Edward Page Mitchell
Biography
Edward Page Mitchell – The Forgotten Father of Modern Science Fiction
Edward Page Mitchell (1852–1927) is one of the most astonishing “lost” figures in the history of speculative fiction—a writer who anticipated some of the genre’s most defining ideas decades before H. G. Wells, Jules Verne, and other authors traditionally credited with pioneering the field. A quiet newspaperman by trade and a visionary storyteller by instinct, Mitchell wrote tales that introduced concepts such as invisibility, faster-than-light travel, time machines, disembodied consciousness, computers, androids, cryonics, and even teleportation—long before these ideas became fixtures of science fiction.
Yet for nearly a century, Mitchell’s name was almost entirely erased from literary history.
Mitchell began his career at The Sun, one of New York’s most influential daily newspapers, where he would eventually rise to editor-in-chief. His stories were published anonymously or under initials, tucked between articles on politics, society, and culture. Because they were never collected in books during his lifetime—and because newspapers were treated as disposable—the fiction disappeared into obscurity.
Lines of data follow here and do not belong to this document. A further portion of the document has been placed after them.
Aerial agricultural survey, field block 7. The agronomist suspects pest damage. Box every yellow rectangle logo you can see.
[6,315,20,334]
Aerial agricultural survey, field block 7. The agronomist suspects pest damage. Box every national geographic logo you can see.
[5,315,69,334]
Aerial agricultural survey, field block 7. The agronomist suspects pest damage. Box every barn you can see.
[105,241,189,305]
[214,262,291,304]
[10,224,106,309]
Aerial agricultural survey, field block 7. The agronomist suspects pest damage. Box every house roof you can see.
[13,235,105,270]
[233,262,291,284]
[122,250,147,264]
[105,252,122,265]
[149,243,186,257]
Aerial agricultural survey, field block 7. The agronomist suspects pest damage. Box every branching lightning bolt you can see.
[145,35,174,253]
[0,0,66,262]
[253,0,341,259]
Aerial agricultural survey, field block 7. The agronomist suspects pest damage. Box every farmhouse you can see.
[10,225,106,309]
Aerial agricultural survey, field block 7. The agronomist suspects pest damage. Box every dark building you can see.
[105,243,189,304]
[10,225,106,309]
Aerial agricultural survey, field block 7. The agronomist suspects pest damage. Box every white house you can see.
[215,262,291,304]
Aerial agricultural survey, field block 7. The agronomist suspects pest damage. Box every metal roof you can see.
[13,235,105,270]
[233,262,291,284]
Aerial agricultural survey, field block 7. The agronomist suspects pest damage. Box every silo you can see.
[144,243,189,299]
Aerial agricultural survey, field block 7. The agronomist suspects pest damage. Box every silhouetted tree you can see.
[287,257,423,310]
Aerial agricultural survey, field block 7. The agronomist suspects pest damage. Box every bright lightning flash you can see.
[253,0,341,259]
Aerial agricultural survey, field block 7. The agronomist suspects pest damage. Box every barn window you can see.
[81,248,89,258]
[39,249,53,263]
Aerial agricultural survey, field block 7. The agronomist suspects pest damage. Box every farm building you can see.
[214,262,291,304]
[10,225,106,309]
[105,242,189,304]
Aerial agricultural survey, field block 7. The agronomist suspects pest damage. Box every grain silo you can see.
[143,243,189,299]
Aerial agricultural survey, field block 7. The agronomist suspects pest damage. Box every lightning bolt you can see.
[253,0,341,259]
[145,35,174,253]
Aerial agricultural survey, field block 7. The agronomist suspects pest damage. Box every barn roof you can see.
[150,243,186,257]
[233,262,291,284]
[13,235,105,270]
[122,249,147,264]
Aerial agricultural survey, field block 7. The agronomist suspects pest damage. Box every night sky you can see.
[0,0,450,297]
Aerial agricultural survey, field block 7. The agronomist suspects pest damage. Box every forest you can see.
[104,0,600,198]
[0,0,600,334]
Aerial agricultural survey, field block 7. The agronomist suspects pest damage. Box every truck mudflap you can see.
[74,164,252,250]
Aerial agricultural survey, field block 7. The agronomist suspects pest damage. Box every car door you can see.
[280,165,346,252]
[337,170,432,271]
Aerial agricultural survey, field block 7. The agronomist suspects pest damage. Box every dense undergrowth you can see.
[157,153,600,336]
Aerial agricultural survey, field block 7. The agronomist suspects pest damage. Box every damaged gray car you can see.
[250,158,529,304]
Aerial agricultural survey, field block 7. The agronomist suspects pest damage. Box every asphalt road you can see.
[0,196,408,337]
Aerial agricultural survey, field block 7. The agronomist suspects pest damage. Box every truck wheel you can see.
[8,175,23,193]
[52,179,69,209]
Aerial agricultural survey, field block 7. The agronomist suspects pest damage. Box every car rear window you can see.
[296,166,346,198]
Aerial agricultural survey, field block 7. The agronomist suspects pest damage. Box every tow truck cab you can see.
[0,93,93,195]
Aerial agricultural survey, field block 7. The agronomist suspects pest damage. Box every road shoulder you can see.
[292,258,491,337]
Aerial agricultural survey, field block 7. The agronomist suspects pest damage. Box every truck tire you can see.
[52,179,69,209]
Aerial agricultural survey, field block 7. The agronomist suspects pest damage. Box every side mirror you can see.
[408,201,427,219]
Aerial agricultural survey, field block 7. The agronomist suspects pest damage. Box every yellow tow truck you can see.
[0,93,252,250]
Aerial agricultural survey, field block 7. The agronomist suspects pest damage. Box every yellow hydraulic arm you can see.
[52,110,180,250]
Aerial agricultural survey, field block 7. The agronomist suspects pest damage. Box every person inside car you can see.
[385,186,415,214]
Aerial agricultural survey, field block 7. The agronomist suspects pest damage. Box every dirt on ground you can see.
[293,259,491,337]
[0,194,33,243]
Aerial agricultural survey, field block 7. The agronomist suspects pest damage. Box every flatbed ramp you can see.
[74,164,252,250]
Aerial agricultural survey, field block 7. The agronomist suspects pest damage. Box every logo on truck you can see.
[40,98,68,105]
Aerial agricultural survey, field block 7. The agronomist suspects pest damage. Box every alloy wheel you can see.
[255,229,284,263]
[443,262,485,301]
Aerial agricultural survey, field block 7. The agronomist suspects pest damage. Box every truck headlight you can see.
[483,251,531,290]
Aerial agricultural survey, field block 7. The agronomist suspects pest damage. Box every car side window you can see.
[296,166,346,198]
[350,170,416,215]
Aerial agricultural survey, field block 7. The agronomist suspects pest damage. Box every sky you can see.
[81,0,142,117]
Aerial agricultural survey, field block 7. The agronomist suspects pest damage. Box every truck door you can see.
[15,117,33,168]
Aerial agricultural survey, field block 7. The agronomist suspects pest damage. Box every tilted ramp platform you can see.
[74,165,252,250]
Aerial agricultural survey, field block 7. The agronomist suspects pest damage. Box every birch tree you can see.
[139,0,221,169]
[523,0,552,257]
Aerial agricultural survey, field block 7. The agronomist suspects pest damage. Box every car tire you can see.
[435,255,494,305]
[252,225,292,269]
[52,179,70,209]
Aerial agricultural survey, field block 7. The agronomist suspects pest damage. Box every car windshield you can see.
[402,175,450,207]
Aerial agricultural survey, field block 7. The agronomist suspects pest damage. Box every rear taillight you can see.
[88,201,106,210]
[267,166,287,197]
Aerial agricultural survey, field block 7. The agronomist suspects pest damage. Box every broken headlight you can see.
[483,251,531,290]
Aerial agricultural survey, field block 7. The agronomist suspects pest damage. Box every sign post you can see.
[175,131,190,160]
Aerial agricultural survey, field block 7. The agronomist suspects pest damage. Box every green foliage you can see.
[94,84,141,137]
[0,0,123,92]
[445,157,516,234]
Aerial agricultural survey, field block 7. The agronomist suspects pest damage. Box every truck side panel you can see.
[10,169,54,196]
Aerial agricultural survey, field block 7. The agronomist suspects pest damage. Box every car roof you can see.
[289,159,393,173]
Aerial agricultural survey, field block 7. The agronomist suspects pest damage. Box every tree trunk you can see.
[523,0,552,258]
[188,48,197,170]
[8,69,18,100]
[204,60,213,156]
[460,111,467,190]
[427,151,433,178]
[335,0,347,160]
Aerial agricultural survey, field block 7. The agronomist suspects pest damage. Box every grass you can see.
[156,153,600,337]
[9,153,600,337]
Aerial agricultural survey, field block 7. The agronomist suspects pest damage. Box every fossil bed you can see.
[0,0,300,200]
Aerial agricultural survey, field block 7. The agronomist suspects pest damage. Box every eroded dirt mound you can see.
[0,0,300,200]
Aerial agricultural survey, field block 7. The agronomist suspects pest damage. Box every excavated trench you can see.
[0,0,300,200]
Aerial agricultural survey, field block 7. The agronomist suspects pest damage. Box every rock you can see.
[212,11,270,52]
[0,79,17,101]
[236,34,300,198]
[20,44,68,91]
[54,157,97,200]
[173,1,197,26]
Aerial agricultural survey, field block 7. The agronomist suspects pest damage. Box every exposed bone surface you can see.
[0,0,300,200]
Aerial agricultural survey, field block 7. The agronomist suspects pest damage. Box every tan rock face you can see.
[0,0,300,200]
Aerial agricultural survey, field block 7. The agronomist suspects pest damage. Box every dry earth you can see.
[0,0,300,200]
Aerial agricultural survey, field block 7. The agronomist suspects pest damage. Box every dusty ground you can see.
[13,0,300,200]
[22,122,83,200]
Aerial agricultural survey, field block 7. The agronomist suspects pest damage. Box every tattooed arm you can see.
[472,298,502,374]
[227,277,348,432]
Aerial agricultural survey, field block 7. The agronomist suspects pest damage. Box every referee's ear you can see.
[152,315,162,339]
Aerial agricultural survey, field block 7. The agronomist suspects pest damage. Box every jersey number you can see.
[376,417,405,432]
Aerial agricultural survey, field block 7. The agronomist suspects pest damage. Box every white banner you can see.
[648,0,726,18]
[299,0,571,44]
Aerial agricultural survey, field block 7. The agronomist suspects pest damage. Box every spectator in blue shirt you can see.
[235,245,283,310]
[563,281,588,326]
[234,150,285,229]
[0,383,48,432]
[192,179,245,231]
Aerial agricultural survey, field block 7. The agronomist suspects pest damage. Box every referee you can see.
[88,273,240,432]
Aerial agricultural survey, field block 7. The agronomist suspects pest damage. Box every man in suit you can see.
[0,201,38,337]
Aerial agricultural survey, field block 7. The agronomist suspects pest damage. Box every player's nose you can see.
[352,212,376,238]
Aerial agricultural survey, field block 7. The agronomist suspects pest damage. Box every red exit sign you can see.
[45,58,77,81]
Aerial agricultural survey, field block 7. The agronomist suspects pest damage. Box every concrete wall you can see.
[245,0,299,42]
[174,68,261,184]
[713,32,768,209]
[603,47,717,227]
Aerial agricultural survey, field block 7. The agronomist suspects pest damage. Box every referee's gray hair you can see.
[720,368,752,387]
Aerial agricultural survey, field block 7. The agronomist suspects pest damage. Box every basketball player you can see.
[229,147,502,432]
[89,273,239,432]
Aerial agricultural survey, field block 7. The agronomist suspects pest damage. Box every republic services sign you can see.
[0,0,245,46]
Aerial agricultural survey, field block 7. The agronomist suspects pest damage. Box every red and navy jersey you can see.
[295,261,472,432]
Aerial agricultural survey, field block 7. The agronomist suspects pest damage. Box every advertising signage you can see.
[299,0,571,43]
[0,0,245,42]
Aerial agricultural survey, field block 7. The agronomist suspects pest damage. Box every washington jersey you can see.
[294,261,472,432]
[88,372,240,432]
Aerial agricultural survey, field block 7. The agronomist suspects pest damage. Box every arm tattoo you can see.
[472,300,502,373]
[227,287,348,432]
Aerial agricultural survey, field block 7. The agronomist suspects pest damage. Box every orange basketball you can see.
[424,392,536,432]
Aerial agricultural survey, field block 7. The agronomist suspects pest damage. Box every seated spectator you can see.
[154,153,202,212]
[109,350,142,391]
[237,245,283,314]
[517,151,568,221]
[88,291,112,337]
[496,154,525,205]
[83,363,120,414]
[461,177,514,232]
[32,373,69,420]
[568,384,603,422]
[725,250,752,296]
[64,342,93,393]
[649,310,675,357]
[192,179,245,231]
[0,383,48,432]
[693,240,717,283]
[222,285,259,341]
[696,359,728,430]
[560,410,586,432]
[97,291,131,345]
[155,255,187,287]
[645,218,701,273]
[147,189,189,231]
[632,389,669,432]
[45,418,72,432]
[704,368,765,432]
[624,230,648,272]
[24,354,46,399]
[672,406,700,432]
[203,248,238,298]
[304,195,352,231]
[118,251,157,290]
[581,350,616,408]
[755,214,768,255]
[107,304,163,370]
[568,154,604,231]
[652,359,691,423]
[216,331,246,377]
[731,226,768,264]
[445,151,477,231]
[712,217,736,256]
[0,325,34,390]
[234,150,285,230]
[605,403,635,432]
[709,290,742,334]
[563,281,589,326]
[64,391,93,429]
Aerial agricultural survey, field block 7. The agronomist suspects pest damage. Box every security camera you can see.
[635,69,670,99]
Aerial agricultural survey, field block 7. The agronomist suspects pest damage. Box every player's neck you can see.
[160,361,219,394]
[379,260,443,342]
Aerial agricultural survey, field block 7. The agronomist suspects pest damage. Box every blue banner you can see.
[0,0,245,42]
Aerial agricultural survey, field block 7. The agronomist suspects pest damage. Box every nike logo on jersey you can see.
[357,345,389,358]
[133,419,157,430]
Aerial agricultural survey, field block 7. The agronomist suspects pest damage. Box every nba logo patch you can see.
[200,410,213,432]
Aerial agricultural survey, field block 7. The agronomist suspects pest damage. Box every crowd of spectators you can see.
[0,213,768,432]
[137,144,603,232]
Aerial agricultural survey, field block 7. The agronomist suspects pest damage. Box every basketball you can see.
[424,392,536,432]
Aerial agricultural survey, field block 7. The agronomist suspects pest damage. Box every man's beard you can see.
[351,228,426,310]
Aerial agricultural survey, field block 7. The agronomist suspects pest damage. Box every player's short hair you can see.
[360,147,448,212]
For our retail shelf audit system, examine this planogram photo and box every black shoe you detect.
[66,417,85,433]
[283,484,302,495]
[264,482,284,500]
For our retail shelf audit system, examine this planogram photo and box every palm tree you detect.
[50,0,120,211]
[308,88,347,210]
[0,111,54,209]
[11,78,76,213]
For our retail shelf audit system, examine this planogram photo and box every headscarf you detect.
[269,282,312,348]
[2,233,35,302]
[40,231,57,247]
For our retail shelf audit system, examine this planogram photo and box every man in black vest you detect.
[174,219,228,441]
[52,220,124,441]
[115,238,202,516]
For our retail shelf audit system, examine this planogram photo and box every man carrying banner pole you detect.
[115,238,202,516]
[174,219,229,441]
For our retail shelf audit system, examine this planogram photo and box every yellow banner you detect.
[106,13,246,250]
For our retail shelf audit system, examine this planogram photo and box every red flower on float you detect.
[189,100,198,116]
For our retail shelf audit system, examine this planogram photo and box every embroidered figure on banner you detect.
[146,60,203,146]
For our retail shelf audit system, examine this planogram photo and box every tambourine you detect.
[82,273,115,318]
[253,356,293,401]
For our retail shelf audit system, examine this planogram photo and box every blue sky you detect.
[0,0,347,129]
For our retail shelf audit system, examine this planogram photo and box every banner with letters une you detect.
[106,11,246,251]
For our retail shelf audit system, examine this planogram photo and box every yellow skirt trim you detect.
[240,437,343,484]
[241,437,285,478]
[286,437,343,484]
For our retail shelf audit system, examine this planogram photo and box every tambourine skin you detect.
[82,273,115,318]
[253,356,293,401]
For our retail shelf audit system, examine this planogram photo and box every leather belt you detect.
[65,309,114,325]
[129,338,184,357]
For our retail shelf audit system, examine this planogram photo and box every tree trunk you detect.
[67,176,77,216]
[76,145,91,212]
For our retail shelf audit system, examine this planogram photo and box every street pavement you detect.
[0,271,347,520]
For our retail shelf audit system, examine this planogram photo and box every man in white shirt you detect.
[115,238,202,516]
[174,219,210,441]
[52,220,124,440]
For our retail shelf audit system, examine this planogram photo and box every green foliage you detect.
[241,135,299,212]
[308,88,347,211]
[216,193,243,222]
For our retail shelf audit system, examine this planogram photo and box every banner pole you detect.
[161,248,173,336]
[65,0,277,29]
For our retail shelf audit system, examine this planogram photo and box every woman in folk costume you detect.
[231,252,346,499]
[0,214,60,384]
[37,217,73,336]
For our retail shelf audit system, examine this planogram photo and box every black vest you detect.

The rediscovery of Mitchell’s work didn’t begin until the 1970s, when pulp historian Sam Moskowitz tracked down his forgotten stories and proclaimed him a missing pillar of science fiction. What he found stunned the genre community: an author exploring ideas long before anyone else.
The earliest and most famous example is “The Tachypomp” (1874), a brilliantly playful speculative story about a machine capable of achieving infinite speed. Mixing mathematics, humor, and theoretical physics, the story predates not only the idea of faster-than-light travel but also the kinds of philosophical speed paradoxes later explored by Einstein, Zeno, and hard-science fiction writers. It may be the first fictional attempt to treat motion, measurement, and velocity as subjects for scientific speculation rather than fantasy.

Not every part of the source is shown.